I sometimes buy the 10 pack of painted jig heads -usually with the two color patterns. The paint does not last long hitting rocks in the tribs for steelhead. I've found a couple coats of Sally Hanson Hard asNails clear nail polish (or most any other brand) really helps to keep the paint on longer. It also gives them a brighter/wet look. Now I coat all jig heads that are not powder painted prior (or even after) tying. If adding nail polish after they are tied, I coat the thread as well. They thread will never unravel with nail polish on it. I also try to find the ones with Gamagatsu hooks as they are stronger than the typical Aberdeen ones IMO.


----------



## glasseyes (Jan 28, 2012)

Two things, if i get the paint to thick when making my jigs that will make them chip easier and if I don't bake the paint on ( powder paint ) long enough or hot enough this also causes them to chip easier. I make my own and have found the heavy paint makes a lot worse.


----------



## nijajordan (Feb 5, 2013)

A must for powder painting is a fluid bed. It was the best thing I bought and makes the jigs look great. It also saves on paint because its a nice even coat. Once you cure them, the paint will not chip.


----------



## AtticaFish (Nov 23, 2008)

I use nail polish to coat thread necks as well - use both clear and some with glitter - hundreds of colors to choose from if you don't mind elbowing in with the ladies at the nail polish aisle. I get some interesting looks.  There are plenty of people who paint with just nail polish.... it holds up, but no where near like powder paint.

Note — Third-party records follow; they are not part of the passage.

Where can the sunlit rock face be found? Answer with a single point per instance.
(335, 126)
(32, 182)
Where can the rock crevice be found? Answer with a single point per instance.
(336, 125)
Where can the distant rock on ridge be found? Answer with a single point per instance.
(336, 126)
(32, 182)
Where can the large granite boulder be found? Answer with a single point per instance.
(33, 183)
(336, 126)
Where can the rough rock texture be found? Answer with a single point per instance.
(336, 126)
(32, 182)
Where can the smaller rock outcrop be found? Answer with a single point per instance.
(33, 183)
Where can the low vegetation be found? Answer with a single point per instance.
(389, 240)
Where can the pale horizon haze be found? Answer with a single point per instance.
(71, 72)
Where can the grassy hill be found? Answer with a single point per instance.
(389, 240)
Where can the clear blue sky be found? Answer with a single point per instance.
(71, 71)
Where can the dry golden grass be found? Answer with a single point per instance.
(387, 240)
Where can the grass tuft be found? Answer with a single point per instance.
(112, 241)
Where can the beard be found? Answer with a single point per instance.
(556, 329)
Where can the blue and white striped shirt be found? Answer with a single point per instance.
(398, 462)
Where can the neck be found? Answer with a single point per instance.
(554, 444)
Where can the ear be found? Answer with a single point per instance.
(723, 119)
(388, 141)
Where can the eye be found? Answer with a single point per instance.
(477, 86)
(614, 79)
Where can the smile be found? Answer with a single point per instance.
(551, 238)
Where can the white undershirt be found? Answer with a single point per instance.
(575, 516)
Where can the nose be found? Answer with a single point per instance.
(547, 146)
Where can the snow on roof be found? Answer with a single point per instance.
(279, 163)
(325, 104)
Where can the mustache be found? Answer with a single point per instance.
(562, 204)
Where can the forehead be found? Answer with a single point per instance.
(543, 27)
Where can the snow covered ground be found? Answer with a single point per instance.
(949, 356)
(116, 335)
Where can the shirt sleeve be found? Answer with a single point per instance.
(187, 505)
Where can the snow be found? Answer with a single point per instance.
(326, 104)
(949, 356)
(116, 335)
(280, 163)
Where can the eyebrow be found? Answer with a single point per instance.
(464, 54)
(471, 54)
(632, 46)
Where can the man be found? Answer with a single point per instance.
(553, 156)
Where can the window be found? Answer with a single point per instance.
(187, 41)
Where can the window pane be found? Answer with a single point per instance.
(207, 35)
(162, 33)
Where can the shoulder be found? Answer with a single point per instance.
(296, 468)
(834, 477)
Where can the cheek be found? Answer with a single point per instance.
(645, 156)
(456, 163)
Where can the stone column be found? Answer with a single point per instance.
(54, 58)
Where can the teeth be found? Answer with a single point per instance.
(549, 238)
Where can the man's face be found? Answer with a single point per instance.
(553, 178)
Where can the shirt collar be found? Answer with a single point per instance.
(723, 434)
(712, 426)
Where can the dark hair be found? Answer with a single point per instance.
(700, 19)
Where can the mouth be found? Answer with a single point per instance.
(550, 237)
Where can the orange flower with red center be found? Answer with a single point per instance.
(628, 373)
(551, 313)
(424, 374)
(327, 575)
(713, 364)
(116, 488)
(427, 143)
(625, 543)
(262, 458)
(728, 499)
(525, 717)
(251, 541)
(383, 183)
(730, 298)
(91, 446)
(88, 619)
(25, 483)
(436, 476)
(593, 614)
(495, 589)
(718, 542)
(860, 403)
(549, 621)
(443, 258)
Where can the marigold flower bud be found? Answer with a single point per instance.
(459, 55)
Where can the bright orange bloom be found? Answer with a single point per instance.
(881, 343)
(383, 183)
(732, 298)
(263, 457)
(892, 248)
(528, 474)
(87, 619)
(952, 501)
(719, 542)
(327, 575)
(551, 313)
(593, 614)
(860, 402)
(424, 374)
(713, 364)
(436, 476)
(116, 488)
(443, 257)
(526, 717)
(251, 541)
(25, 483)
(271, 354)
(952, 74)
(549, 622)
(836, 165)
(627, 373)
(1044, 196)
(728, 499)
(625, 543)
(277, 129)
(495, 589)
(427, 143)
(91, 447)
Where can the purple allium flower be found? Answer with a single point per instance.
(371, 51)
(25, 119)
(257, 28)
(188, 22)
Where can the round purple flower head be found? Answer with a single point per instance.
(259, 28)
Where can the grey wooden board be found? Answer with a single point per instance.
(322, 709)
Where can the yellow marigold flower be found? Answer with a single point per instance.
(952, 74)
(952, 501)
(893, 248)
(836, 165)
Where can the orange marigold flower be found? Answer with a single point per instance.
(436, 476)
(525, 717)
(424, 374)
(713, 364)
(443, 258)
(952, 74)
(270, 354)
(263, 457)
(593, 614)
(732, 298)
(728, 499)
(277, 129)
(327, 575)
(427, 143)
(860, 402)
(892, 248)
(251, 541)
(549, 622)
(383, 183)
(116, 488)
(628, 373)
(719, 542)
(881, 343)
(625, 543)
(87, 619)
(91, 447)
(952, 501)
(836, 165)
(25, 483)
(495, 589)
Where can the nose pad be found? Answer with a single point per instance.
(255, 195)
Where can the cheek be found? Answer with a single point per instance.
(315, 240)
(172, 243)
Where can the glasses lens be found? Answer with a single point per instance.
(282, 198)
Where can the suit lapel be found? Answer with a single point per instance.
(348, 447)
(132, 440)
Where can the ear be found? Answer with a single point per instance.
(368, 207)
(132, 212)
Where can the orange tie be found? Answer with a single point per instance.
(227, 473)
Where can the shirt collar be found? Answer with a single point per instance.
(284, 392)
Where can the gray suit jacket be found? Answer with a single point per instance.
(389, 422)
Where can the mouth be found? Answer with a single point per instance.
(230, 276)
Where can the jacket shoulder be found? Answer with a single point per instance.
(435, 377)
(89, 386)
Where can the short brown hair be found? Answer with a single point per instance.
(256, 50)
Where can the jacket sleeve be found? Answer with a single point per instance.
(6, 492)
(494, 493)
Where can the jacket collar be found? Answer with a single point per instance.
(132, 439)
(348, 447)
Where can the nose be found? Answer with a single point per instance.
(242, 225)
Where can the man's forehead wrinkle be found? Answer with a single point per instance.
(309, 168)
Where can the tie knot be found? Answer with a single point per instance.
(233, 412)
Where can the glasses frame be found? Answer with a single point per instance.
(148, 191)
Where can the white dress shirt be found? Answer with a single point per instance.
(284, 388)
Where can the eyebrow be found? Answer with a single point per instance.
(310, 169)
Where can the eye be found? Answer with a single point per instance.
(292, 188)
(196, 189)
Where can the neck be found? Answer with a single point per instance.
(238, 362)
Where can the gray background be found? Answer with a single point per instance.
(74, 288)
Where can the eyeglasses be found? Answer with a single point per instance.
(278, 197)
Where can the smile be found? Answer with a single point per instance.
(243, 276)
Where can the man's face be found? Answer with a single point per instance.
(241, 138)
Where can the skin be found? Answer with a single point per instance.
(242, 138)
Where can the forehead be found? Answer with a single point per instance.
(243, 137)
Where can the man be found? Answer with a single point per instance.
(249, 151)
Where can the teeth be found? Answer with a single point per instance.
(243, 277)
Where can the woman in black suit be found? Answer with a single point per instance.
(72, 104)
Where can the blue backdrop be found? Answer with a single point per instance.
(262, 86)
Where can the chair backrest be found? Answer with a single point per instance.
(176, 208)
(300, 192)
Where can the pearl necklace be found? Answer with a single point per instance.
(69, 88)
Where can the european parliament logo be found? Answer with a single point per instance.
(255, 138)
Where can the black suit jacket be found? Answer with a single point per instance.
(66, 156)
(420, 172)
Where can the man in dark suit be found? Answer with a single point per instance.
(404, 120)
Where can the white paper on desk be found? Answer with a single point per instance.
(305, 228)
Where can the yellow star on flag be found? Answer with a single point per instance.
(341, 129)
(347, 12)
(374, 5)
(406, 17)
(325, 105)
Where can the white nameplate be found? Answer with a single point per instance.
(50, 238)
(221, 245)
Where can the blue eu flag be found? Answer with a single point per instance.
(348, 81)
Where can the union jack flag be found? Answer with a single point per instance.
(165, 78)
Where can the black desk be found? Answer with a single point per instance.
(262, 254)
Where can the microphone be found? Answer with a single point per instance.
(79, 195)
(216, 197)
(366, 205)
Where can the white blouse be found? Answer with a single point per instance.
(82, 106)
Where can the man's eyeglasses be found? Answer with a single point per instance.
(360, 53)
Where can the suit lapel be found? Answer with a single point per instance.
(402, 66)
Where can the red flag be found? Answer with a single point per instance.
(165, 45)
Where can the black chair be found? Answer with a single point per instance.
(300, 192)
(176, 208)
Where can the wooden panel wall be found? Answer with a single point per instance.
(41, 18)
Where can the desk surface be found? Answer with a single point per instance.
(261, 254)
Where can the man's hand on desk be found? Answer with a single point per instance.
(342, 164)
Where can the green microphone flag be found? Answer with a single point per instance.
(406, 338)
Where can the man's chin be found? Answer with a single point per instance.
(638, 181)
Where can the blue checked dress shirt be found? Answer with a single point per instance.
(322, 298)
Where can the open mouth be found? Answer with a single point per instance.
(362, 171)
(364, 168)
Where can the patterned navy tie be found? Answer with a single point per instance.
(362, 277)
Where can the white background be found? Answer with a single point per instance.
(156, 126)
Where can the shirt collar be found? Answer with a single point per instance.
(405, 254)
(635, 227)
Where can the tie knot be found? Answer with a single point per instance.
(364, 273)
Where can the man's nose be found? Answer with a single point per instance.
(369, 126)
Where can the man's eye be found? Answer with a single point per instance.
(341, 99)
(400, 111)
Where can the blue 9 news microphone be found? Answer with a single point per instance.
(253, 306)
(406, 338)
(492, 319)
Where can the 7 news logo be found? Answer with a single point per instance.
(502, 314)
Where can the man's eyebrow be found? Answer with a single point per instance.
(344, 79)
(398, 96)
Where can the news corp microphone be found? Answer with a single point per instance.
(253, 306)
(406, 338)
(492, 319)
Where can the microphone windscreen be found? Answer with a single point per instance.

If you are having trouble with your powder chipping off in pieces, it may have to do with how you are curing them..... What brand powder and what time/temp are you baking them in the oven?

If you get the cure right, it should not chip. Powder paint is not bulletproof, it will wear off after banging through the rocks, but it should not chip off in chunks at a time. As mentioned above, thickness of the paint does affect its durability. Powder adhered directly to the led head is best - paint on top of paint tends to be harder to cure properly and chips more often.


----------



## James F (Jul 2, 2005)

There is a new clear coat hardener for nail polish that uses LED light I'm going to try this over powder paint,Has to be easier than baking. YUK! I can't stand the smell,Even in the garage!


----------



## kingofamberley (Jul 11, 2012)

c. j. stone said:


> If adding nail polish after they are tied, I coat the thread as well. They thread will never unravel with nail polish on it.


This is why fly tiers use Sally Hansens as "head cement". It works great. I've never thought about putting in on jig heads before though. Good call!


----------



## trailbreaker (Oct 11, 2008)

might have to buy some my jig heads the paint has been chipped off


----------



## Star1pup (Aug 3, 2004)

Years ago I wrote an article on making jigs for Fur-Fish-Game and had a very nice letter from an elderly man in PA. I call him elderly, because I wrote that article in the 60s before I was elderly.  Anyhow, he fished the Allegheny River and did not paint his jigs. When the lead got dull he just scraped them shiny aagain with his pocket knife. It sometimes works for me too, but now I use powder paint.


----------